First, several Cast Members arrive one hour before the park opens and attend a briefing about the day, the attendance, the VIPs and, of course, the attractions in their complex. Then they take the keys of the attraction and go to the lead office of Phantom to prepare everything – they check the queue line, open the lockers with the remote controls and walk through the ride to check the emergency exits, intercoms and the general cleanliness of the ride. Then, as soon as the maintenance crew allows them the use the ride, they perform the “power up” procedure, switch off the lights and switch on the audio, and they start up the vehicles. Then they test the remote controls and the ride’s intrusion system. The next step is to test the stretching rooms. When everything is done, a few Cast Members ride through the attraction and check everything in normal operating mode, exactly like guests. As soon as the land opens, everyone is in position to welcome our guests. We have more Cast Members than we have positions. That means that one person has fifteen minutes of break and then “bumps” the person at the front gate, also known as the portier. The portier bumps the next person in the rotation who’s in the Foyer and so on... The Cast Member in the unload position, also known as the sommelier, goes to break for fifteen minutes. That’s the way it works, so we don’t stay in the same position for the whole day. A typical day at Phantom Manor is generally fun in the morning and late in the evening... But the rest of the time goes by extremely fast. We have to be efficient and move quickly at all times. Deciding between quality and efficiency it always has to be both.

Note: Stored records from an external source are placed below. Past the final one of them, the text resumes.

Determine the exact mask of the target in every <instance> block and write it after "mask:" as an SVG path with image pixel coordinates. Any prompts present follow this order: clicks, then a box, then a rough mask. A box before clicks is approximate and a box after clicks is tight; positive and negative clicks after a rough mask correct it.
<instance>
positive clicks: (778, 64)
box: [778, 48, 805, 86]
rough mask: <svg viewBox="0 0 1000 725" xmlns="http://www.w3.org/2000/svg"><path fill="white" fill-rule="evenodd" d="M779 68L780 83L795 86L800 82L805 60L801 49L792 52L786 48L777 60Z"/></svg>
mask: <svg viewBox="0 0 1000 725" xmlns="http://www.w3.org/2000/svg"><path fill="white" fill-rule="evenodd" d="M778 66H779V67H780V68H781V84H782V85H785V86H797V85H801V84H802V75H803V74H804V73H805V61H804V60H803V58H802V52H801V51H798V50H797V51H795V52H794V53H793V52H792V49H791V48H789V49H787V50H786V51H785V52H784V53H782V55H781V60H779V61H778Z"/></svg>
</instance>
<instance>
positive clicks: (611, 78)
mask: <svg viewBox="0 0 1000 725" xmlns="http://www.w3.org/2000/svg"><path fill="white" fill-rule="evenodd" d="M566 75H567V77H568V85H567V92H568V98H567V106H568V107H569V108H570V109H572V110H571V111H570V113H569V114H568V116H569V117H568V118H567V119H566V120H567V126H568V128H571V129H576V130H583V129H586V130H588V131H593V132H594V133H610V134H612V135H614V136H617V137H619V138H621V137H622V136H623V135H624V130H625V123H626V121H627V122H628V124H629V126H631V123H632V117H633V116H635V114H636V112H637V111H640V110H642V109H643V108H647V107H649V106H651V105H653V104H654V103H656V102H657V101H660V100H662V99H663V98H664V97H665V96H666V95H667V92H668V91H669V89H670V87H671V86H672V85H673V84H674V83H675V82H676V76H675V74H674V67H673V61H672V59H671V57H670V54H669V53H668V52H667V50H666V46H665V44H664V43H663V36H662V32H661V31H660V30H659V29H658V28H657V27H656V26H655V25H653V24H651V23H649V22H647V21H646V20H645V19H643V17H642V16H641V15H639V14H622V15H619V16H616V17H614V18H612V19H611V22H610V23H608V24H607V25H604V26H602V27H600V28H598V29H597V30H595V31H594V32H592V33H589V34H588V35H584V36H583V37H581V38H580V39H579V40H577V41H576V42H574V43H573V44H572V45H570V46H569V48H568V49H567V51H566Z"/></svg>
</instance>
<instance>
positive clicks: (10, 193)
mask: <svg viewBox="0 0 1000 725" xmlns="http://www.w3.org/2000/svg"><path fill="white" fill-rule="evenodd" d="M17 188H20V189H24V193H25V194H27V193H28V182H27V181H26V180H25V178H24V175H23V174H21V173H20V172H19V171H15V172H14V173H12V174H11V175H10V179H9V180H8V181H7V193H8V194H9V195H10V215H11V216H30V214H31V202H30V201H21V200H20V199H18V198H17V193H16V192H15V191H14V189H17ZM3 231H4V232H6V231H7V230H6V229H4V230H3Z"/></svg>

As for an unusual work day... you were in the park on the day of the storm of Winter 1999 when the park was closed at mid-day – can you tell us what that was like?
Actually, there was no train due to the storm so, since I really wanted to go to Phantom and to be helpful, I had to take a taxi cab to get to the park. That was kind of expensive but I had to be there. Frontierland was not heavily damaged. Well... a lot of trees were uprooted, but it wasn’t so bad. Phantom Manor was hit only lightly; mainly exteriour light fixtures were out of order, and some signs too. It was weird to walk through Main Street, Discoveryland, Fantasyland and Adventureland in my Phantom Manor costume, with no Background music and no guests... that was a very special day.
Did you have any encounters with real ghosts, like some of your colleagues in the older Haunted Mansions?
No, but I often got as scared as if I had met a ghost in this attraction. When the ride’s audio system is switched off, there’s still a lot of noise – compressed air, door-knockers in the Corridor of Doors, and many other noisy mechanisms. At any time you may find a maintenance crew member behind you without having heard him arriving. I was scared a lot of times.
So what was the scariest thing that happened to you at Phantom Manor?
Late one evening, I was just inside the ride to have a look at some props. No audio, work lights... I was alone. At one moment, I was about to touch a painting. When my finger touched it, the morning start-up spiel ran. “Votre attention s’il vous plait, cette attraction va demarrer immediatement...”. A pre-recorded voice, very loud and startling just after the silence of the closed attraction. I was so scared I ran away. I guess the maintenance crew was just about to test the doombuggies as they do quite often.
And what was the greatest or most wonderful thing that happened to you there?
I fell in love with another Cast Member.